Advances in the molecular biological knowledge of neuronal nicotinic acetylcholine receptors (nAChRs) have led to a growing interest by the pharmaceutical industry in the development of novel compounds that selectively modulate nAChR function. The ability of (-)-nicotine, an activator of nAChRs, to enhance attentional aspects of cognition in animals and humans, to exert neuroprotective and anxiolytic-like effects, and presumably to mediate the negative correlation between smoking and Alzheimer's (and Parkinson's) Disease, has focused interest on the potential therapeutic utility of modulators of nAChR function for treatment of some of the deficits associated with these progressive, neurodegenerative conditions. Numerous compounds are known which activate nAChRs and which might serve as lead compounds toward the development of such agents. The pharmacologic diversity of neuronal nAChR subtypes suggests the possibility of developing selective compounds which would have more favourable side-effect profiles than existing agents. This broader class of agents, collectively called cholinergic channel modulators (ChCMs), is anticipated to encompass compounds which would have more favourable side-effect profiles than existing agents, which generally exhibit low selectivity.
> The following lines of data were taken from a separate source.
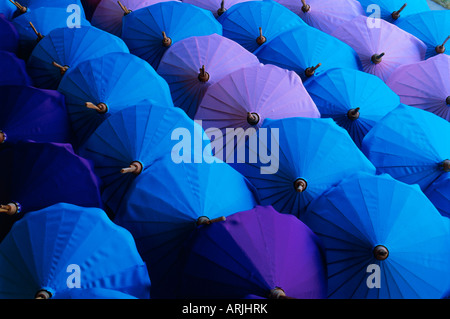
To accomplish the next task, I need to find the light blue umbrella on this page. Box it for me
[302,173,450,299]
[0,203,150,299]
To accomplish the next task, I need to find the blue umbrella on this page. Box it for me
[396,10,450,59]
[0,85,71,143]
[121,1,222,69]
[0,203,150,299]
[254,26,362,80]
[79,102,209,216]
[0,141,102,242]
[305,68,400,148]
[58,52,173,148]
[302,173,450,299]
[12,7,90,59]
[230,117,375,217]
[358,0,430,23]
[424,174,450,218]
[217,1,306,52]
[0,50,33,86]
[0,13,19,53]
[362,104,450,190]
[27,26,130,90]
[114,154,258,298]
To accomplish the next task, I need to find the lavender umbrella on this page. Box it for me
[331,16,427,81]
[266,0,366,34]
[195,64,320,160]
[183,0,261,18]
[157,33,259,118]
[180,206,327,299]
[386,54,450,121]
[91,0,181,36]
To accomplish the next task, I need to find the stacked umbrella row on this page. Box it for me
[0,0,450,298]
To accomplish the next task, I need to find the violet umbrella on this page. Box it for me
[194,64,320,162]
[331,16,427,82]
[91,0,181,36]
[157,34,259,118]
[0,85,71,144]
[0,140,103,244]
[182,0,262,18]
[387,54,450,121]
[0,50,33,86]
[179,206,327,299]
[331,16,426,82]
[266,0,366,34]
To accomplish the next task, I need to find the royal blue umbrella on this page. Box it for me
[12,7,90,59]
[79,102,209,216]
[0,203,151,299]
[0,50,33,85]
[228,117,375,217]
[362,104,450,190]
[121,1,222,69]
[424,174,450,218]
[305,68,400,148]
[217,1,306,52]
[0,85,71,143]
[27,26,130,90]
[114,155,258,298]
[179,206,327,299]
[0,13,19,53]
[0,141,102,238]
[58,52,173,148]
[302,173,450,299]
[254,26,362,81]
[396,10,450,59]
This selectivity may be achieved by preferentially activating some subtypes of nAChRs (i.e., Cholinergic Channel Activators, ChCAs) or inhibiting the function of other subtypes (Cholinergic Channel Inhibitors, ChCIs). An overview of the biology of nAChRs and the rationale for the use of ChCMs for the treatment of dementia related to neurodegenerative diseases are presented, followed by a discussion of lead compounds and compounds under consideration for clinical evaluation.